The lights were turned back on in the central control room of reactor 1 at 11:30 a.m., following Tuesday’s news that the lighting was back in the reactor 3 control room.
Workers were preparing to test-run possibly by late Thursday a cooling pump to inject fresh water into reactor 3, instead of seawater that could damage components.
Meanwhile, three workers were exposed to relatively strong radiation on the basement floor of the No. 3 reactor’s turbine building Thursday, and two were sent to a hospital because part of the skin on their legs was contaminated with radioactive materials, according to the Nuclear and Industrial Safety Agency.
Later in the day, Tokyo Electric Power Co. ordered workers at the No. 3 unit’s basement floor and first floor to evacuate.
It was not immediately known how serious the condition of the two workers was.

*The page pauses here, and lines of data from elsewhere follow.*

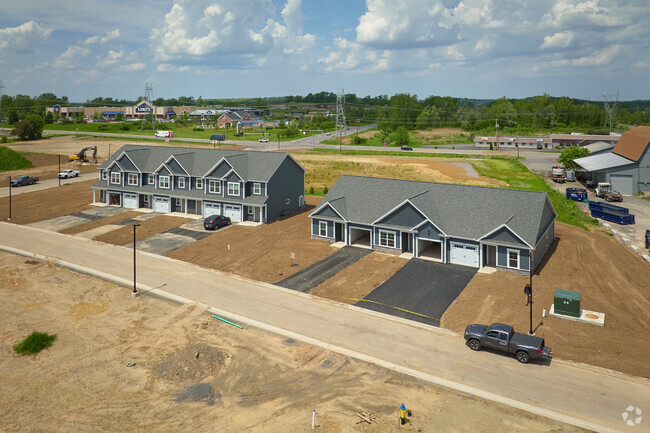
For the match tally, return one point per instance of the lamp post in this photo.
(134, 292)
(9, 177)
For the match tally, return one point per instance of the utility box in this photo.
(566, 303)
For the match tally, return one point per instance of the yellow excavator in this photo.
(81, 156)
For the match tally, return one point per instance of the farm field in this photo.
(144, 364)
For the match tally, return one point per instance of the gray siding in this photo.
(288, 182)
(406, 216)
(328, 212)
(429, 231)
(505, 235)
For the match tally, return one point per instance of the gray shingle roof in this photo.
(251, 165)
(461, 211)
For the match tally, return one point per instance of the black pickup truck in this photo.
(503, 337)
(23, 180)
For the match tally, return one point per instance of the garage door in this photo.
(622, 184)
(211, 209)
(463, 254)
(233, 212)
(161, 204)
(131, 201)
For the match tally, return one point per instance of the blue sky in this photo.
(228, 49)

According to Chief Cabinet Secretary Yukio Edano, their legs were soaked in water that was contaminated with radioactive materials.
The two had been setting up cables inside the No. 3 unit building, Edano said.
Tepco said radioactive water may have seeped through their protective clothing. The injuries were caused by direct exposure to beta rays, the utility added.
The radiation exposure was between 170 to 180 millisieverts, it said.
The health ministry has raised the maximum allowable total radiation exposure for a worker to 250 millisieverts from the original level of 100, given the seriousness of the crisis at the crippled nuclear plant.
According to Tepco, none of the three workers has been exposed to a total radiation dose of 250 millisieverts or more, despite the accident.
By Thursday, 17 workers, including the three involved in the accident, had been exposed to 100 millisieverts or more in total.
White smoke was seen billowing out of reactors 1 through 4 as of 10 a.m. Thursday, but NISA said efforts to restore the facilities were not stalled.
Edano said he believed the smoke was most probably water vapor emanating from the reactors’ spent fuel pools, and said the situation is being monitored closely. “We are dealing with the situation with extreme caution,” he said.
On Wednesday, dark gray smoke was seen rising from reactor 3, forcing workers to evacuate temporarily.
But Tepco officials said Thursday that while they were uncertain what caused the smoke, it had anyway vanished by the time Tepco workers checked the site early Thursday, and pumping of seawater to its spent fuel pool resumed.
Efforts are currently under way to reactivate the cooling pumps in reactors 3 and 4, and engineers will also be checking whether the same could be done with reactors 1 and 2.
Tepco said a test-run of the cooling pump in reactor 3 would be conducted once it can be determined whether there was water left in the water storage tank, as an empty tank would risk damaging the pump.
A NISA spokesman said Thursday that reactivating the cooling pump will enable fresh water, rather than seawater, to flow through the reactor, which would be less damaging to the reactor facilities.